The World Trade Organization’s negotiations have stalled over India and South Africa’s proposal to forgo intellectual property (IP) rights on COVID-19 vaccines and supplies.

The European Union, the United Kingdom, and Switzerland have all expressed opposition to such a move.

India has accused rich nations of “limiting impoverished countries’ access to vaccines,” resulting in deaths. Switzerland’s ambassador to the WTO, Didier Chambovey, stated on Thursday that the country is willing to compromise but continues to resist a full waiver.

Biden’s Friday statement notwithstanding, several public health professionals have argued that the US has not done enough to offer vaccines to other countries.

Whereas several poor nations have yet to widely administer first doses to their populace, the United States has recently advanced booster shots for Americans and approved the jabs for kids aged five to eleven.

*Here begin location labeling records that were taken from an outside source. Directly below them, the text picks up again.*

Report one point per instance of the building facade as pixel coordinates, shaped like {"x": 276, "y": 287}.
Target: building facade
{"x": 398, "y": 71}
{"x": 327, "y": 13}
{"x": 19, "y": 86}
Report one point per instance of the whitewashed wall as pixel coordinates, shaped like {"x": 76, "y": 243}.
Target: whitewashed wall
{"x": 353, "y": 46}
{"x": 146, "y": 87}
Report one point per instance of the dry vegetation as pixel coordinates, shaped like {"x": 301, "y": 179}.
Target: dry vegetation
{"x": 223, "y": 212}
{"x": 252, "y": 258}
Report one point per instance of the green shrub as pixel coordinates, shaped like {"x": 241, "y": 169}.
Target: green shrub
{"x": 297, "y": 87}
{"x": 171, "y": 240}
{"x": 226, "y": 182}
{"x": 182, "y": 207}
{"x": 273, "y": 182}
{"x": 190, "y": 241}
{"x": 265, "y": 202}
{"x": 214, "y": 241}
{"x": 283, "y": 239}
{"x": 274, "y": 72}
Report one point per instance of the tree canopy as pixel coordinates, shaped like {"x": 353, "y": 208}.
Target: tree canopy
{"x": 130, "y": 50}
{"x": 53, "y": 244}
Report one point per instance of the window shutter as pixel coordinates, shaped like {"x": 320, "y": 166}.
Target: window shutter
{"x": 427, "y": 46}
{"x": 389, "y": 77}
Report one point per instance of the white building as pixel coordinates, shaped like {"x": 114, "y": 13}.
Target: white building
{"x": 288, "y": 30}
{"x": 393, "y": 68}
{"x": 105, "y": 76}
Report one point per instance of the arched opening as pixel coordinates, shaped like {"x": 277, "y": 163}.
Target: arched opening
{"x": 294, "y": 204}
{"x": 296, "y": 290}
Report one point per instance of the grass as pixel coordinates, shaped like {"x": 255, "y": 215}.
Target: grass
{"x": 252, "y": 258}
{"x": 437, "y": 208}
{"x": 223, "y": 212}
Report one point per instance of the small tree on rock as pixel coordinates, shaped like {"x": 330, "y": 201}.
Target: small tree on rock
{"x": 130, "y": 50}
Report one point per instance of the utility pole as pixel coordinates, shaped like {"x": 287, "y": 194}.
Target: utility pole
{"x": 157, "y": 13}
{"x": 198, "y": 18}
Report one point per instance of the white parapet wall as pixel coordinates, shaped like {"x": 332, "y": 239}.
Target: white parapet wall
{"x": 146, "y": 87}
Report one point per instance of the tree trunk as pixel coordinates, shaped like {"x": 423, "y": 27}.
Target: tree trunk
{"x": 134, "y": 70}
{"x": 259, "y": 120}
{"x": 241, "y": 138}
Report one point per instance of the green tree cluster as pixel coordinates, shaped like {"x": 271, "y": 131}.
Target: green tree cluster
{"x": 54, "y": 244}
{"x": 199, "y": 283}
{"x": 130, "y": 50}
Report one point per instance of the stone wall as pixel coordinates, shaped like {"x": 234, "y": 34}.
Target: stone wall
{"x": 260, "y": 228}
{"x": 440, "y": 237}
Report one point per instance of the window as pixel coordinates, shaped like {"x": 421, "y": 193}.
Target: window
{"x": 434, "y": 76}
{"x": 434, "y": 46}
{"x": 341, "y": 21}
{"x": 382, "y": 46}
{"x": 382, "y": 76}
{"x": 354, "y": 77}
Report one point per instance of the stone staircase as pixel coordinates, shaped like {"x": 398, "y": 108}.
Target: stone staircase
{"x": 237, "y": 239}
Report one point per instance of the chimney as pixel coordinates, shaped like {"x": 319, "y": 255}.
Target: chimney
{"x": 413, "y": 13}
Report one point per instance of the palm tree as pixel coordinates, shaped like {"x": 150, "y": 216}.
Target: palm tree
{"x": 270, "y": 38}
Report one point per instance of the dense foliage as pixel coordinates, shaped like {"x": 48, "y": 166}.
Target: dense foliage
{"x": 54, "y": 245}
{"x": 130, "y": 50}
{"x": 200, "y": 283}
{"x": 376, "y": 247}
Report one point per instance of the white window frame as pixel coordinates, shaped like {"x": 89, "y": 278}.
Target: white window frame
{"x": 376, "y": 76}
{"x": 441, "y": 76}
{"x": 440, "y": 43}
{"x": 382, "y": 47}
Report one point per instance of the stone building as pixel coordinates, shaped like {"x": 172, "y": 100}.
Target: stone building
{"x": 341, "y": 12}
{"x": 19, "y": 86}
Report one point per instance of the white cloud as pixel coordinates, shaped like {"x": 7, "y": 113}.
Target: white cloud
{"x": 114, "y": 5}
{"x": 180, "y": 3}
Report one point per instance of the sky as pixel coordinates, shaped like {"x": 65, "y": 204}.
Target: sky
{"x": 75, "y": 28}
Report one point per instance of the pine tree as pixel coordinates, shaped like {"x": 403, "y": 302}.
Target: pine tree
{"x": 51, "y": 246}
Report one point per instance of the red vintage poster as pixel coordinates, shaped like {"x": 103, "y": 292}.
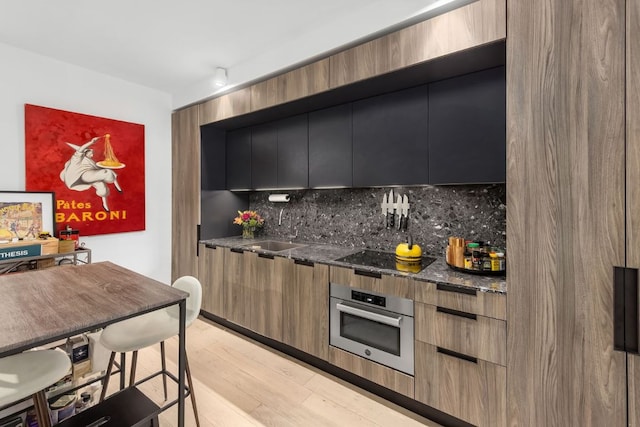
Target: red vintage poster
{"x": 94, "y": 165}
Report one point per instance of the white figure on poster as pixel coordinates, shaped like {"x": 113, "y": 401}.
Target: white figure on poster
{"x": 82, "y": 172}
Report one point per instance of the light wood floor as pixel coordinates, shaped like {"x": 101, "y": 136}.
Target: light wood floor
{"x": 239, "y": 382}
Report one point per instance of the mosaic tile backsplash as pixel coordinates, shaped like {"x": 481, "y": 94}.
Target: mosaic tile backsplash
{"x": 353, "y": 217}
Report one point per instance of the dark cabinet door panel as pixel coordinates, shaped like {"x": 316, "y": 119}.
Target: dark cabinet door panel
{"x": 264, "y": 156}
{"x": 239, "y": 159}
{"x": 330, "y": 147}
{"x": 467, "y": 128}
{"x": 390, "y": 144}
{"x": 293, "y": 152}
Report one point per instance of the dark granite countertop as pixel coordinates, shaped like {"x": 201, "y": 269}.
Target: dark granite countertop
{"x": 437, "y": 272}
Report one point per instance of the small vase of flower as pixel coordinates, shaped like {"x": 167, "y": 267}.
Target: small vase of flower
{"x": 250, "y": 222}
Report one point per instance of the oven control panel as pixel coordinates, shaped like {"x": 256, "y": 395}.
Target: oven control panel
{"x": 368, "y": 298}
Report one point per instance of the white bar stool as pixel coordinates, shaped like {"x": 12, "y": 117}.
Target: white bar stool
{"x": 28, "y": 374}
{"x": 153, "y": 328}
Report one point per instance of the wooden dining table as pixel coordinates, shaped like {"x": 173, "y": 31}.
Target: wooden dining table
{"x": 42, "y": 306}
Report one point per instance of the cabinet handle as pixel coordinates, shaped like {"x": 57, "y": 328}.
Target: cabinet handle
{"x": 451, "y": 288}
{"x": 367, "y": 273}
{"x": 457, "y": 355}
{"x": 456, "y": 313}
{"x": 625, "y": 309}
{"x": 365, "y": 314}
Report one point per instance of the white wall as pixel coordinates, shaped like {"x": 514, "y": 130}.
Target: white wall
{"x": 26, "y": 78}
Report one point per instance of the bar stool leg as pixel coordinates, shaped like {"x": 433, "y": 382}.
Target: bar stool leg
{"x": 164, "y": 369}
{"x": 42, "y": 409}
{"x": 107, "y": 376}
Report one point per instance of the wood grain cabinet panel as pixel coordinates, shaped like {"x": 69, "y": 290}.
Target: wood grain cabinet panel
{"x": 211, "y": 275}
{"x": 185, "y": 188}
{"x": 229, "y": 105}
{"x": 474, "y": 391}
{"x": 477, "y": 336}
{"x": 237, "y": 294}
{"x": 374, "y": 372}
{"x": 490, "y": 304}
{"x": 305, "y": 323}
{"x": 265, "y": 288}
{"x": 383, "y": 283}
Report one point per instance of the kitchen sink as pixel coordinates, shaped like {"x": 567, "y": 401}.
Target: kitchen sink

The European Union, as well as the United Kingdom and Switzerland, have argued against a patent waiver for coronavirus vaccines.


The US imposes travel restrictions on South African countries

On Friday, Biden stated that the US has delivered more vaccines globally than all other nations combined, and that earlier this year, the US publicly supported IP waivers for COVID-19 vaccines, a stance that was applauded by the WHO chief.

“I urge the nations convening next week for the World Trade Organization’s ministerial conference to accept the United States’ challenge to waive intellectual property restrictions on COVID Vaccines, allowing for their global manufacture,” Biden’s statement stated.

“I endorsed this position in April; today’s news underscores the critical nature of acting promptly on this.”

Besides that, the US announced Monday that it will restrict entry to most of the non-American travelers from South Africa, Botswana, Zimbabwe, Namibia, Lesotho, Eswatini, formerly referred to as Swaziland, Mozambique, and Malawi citing fears over Omicron.

Biden stated that as a precautionary step and until they receive new information, his government was imposing additional restrictions on aviation travel from South Africa and seven other countries.